From September 2015 through March 2021, a total of 29,772 women underwent screening and 2419 underwent randomization. Investigators noted 10 patients were immediately withdrawn after randomized and an additional patient withdrew consent. Ultimately, 1208 were randomized to active treatment and 1200 were randomized to the control arm, with baseline characteristics well-balanced between the 2 arms.

Among the entire study cohort, 56% had known chronic hypertension and were receiving medication, 22% had known chronic hypertension and were not receiving medication, and 22% had newly diagnosed chronic hypertension. Among those in the active treatment group, 61.7% received labetalol, 35.6% received nifedipine, and 2.7% received other medications. At 86% of study visits, patients in the active treatment group reported taking their assigned medications.

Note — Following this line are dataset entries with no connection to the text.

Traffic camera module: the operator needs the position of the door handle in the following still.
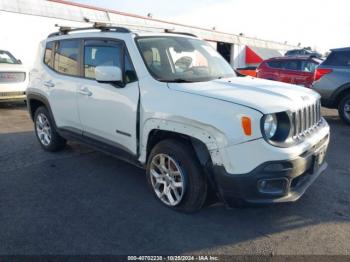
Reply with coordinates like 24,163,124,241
44,80,55,88
78,87,92,96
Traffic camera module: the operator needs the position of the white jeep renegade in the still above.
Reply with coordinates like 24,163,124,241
27,26,329,212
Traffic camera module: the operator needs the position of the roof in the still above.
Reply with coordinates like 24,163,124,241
48,23,197,39
269,55,320,60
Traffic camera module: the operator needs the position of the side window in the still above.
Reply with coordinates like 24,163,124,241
54,40,80,76
84,40,123,79
44,41,54,68
301,61,318,73
284,60,301,71
267,61,281,69
124,52,137,84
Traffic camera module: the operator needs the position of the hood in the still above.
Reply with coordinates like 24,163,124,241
0,63,28,72
168,77,320,114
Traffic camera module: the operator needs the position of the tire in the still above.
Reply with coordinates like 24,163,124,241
338,94,350,125
147,139,208,213
34,106,67,152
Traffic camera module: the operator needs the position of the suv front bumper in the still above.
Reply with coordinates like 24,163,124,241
213,135,329,206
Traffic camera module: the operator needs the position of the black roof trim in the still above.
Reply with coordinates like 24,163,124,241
331,47,350,52
164,29,198,38
48,23,131,38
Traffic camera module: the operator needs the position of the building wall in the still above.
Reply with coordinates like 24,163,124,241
0,0,295,67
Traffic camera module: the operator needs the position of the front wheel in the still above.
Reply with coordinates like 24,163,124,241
147,139,207,213
338,94,350,125
34,107,66,152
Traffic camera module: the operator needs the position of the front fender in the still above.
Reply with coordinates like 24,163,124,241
139,117,228,165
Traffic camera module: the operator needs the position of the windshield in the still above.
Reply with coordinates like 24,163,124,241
136,36,235,82
0,50,18,64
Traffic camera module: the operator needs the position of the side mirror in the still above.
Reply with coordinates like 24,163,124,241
95,66,124,87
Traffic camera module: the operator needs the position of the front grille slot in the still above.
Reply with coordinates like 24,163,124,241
292,100,321,137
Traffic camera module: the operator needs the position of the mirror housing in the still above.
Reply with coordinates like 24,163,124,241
95,66,124,86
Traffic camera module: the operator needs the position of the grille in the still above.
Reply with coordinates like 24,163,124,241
0,72,26,83
292,100,321,138
0,92,26,97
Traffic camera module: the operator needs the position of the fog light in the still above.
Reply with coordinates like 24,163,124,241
258,177,289,194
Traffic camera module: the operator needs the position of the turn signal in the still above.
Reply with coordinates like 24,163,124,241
241,116,252,136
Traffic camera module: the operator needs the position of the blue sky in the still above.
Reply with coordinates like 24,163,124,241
71,0,350,51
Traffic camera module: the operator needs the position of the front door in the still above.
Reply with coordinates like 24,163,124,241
77,40,139,154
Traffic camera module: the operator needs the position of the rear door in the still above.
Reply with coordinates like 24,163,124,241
40,39,81,130
78,39,139,154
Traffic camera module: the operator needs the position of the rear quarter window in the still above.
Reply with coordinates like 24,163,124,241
323,51,350,66
54,39,80,76
44,42,54,68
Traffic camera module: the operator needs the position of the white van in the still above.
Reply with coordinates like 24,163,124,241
0,50,28,102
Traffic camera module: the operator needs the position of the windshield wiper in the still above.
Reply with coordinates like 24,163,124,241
160,78,194,83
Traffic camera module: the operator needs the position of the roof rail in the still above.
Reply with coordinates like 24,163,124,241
164,29,198,38
48,22,131,38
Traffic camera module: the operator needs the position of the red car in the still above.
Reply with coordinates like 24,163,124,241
256,56,322,87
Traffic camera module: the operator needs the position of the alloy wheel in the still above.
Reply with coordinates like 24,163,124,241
150,154,184,206
35,113,51,146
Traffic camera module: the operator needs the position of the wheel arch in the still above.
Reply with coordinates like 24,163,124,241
27,93,57,128
139,119,227,168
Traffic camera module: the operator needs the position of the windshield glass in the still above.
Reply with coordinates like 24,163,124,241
0,50,18,64
136,36,235,82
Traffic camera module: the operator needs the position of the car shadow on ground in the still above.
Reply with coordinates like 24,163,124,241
0,104,350,255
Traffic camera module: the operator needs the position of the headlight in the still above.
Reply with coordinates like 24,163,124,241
261,112,293,147
264,114,277,139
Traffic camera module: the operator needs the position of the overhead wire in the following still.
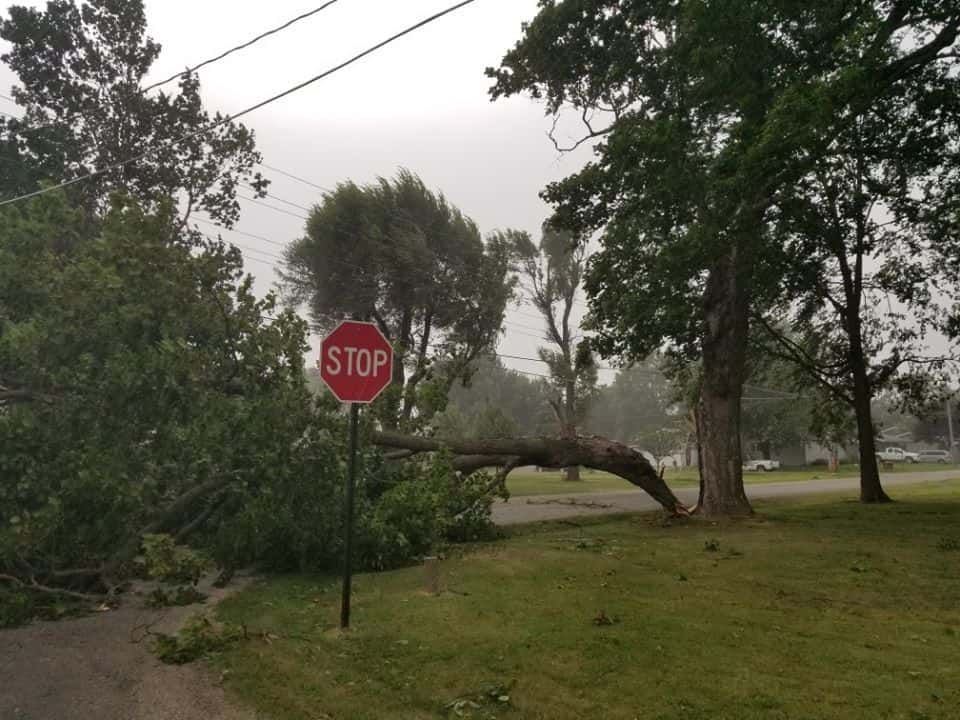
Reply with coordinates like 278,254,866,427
141,0,340,93
257,163,333,192
237,193,307,220
0,0,476,207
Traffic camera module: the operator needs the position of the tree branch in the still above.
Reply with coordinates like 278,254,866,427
371,432,688,515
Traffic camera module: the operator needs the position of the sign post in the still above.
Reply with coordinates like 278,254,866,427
317,320,393,629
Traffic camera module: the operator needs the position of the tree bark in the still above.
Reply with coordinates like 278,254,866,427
563,374,580,482
850,338,890,503
698,250,753,517
371,432,689,515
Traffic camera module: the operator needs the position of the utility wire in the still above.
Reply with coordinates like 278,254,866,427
240,182,310,212
257,163,333,192
237,193,307,220
0,0,476,207
140,0,339,94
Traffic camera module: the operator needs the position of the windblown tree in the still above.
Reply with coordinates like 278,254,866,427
507,226,597,481
432,356,551,438
758,45,960,502
488,0,960,515
584,356,685,450
0,193,310,605
283,170,513,429
0,0,267,226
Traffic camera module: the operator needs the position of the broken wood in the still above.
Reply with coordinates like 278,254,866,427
371,432,689,515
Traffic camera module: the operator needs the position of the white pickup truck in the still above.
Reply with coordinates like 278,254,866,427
877,448,920,463
743,460,780,472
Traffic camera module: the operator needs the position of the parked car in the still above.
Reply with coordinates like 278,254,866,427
877,448,920,463
917,450,952,465
743,460,780,472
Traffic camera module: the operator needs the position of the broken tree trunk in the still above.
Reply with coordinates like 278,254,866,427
371,432,688,515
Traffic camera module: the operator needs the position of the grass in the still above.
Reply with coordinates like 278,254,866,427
507,463,958,497
215,482,960,720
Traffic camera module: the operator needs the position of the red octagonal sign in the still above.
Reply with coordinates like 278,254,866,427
317,320,393,403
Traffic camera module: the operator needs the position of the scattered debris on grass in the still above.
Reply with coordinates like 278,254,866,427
937,538,960,552
150,615,248,665
443,680,516,719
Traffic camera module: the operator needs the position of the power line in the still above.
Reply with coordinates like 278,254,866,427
0,0,476,207
140,0,339,94
257,163,333,192
190,218,286,247
237,193,307,220
240,182,310,212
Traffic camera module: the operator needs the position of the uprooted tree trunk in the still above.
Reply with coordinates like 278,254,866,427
371,432,688,515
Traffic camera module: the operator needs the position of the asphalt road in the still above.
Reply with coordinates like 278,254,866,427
493,470,960,525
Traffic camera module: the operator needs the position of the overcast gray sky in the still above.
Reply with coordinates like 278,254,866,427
0,0,611,380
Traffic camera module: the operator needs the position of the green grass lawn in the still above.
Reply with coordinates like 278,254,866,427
214,482,960,720
507,463,960,497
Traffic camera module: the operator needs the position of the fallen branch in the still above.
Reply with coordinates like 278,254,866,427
0,574,106,602
371,432,689,515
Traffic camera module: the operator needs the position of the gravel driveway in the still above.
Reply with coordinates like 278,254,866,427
493,470,960,525
0,588,256,720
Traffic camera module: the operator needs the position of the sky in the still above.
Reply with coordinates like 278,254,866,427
0,0,612,381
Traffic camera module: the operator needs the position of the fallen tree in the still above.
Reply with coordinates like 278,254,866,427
371,432,690,515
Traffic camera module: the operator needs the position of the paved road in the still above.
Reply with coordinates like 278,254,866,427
493,470,960,525
0,582,256,720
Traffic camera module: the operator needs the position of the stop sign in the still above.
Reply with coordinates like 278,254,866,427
317,320,393,403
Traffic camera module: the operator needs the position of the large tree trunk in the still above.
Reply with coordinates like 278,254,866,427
371,432,689,515
698,250,753,517
563,379,580,482
850,338,890,503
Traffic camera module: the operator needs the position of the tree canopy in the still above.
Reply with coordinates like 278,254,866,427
488,0,960,513
283,170,514,427
0,0,267,226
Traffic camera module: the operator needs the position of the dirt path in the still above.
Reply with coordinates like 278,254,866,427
0,588,256,720
493,470,960,525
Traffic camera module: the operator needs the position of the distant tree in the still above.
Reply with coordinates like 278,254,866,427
432,356,552,438
0,193,312,604
758,69,960,502
506,225,597,481
488,0,960,515
583,356,683,449
0,0,267,226
283,170,513,429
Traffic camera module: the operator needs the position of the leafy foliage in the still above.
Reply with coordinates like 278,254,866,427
432,356,554,438
0,0,267,226
0,196,311,584
151,615,247,665
284,170,513,429
504,226,597,448
143,533,209,585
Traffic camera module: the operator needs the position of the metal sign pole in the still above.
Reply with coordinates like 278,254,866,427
340,403,360,630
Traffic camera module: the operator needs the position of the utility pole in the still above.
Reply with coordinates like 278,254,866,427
947,398,960,462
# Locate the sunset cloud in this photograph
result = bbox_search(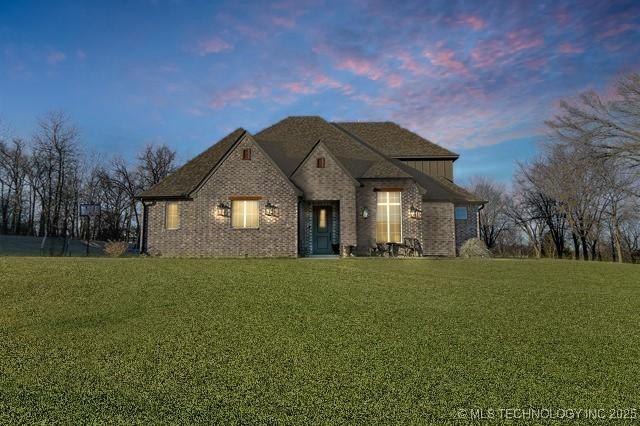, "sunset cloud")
[47,50,67,65]
[196,37,233,56]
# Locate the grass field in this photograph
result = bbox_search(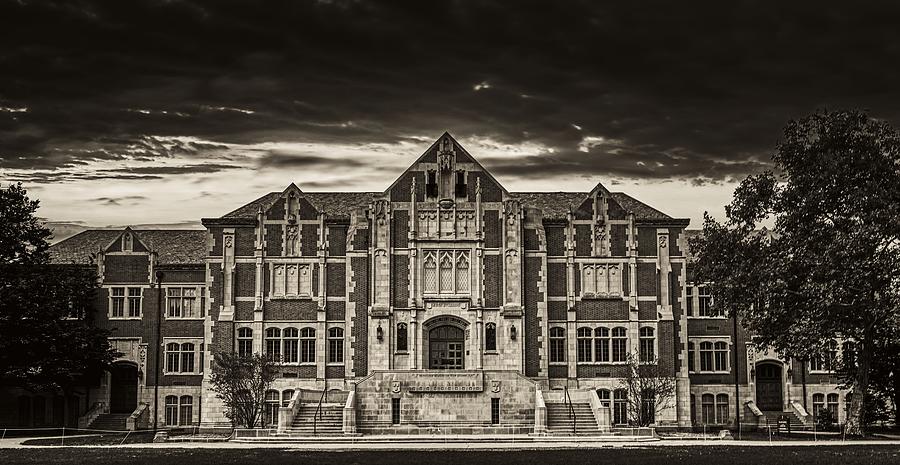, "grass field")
[0,445,900,465]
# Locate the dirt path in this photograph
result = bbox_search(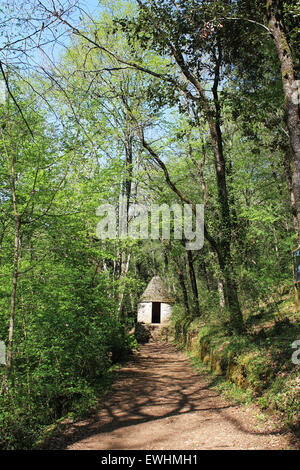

Upon analysis, results indicate the incidence of a primary outcome event was lower among those in the active treatment group compared to those in the control arm, with events occurring in 30.2% and 30.7%, respectively (aRR, 0.82 [95% CI, 0.74-0.92]; P <.0001). When assessing small-for-gestational-age births, results suggested the percentage among those in the active treatment group was 11.2% compared with 10.4% in the control group (aRR, 1.04 [95% CI, 0.82-1.31]; P=.76).

Safety analyses indicated the incidence of serious maternal complications was 2.1% and 2.8% among those in the active treatment arm and the control arm, respectively (RR, 0.75 [95% CI, 0.45-1.26]), and the incidence of severe neonatal complications was 2.0% and 2.6%, respectively. (RR, 0.77 [95% CI, 0.45-1.30]). Additionally, results suggested the incidence of any preeclampsia in the study arms was 24.4% in the treatment arm and 31.1% in the control arm, respectively (RR, 0.79 [95% CI, 0.69-0.89]), and the incidence of preterm birth were 27.5% and 31.4%, respectively (RR, 0.87 [95% CI, 0.77-0.99]).

“After many decades of uncertainty, results of this study support the need for clinical guidance to treat mild as well as severe chronic hypertension in pregnancy and to educate patients about the benefits of doing so,” Tita added. “To date, there have been disparate recommendations and hesitancy to treat women with milder forms of high blood pressure during pregnancy for fear of hurting the growing fetus but based on the data, doing so may be good for mom and baby.”

This study, “Treatment for Mild Chronic Hypertension during Pregnancy,” was presented at ACC.22 and simultaneously published in the New England Journal of Medicine.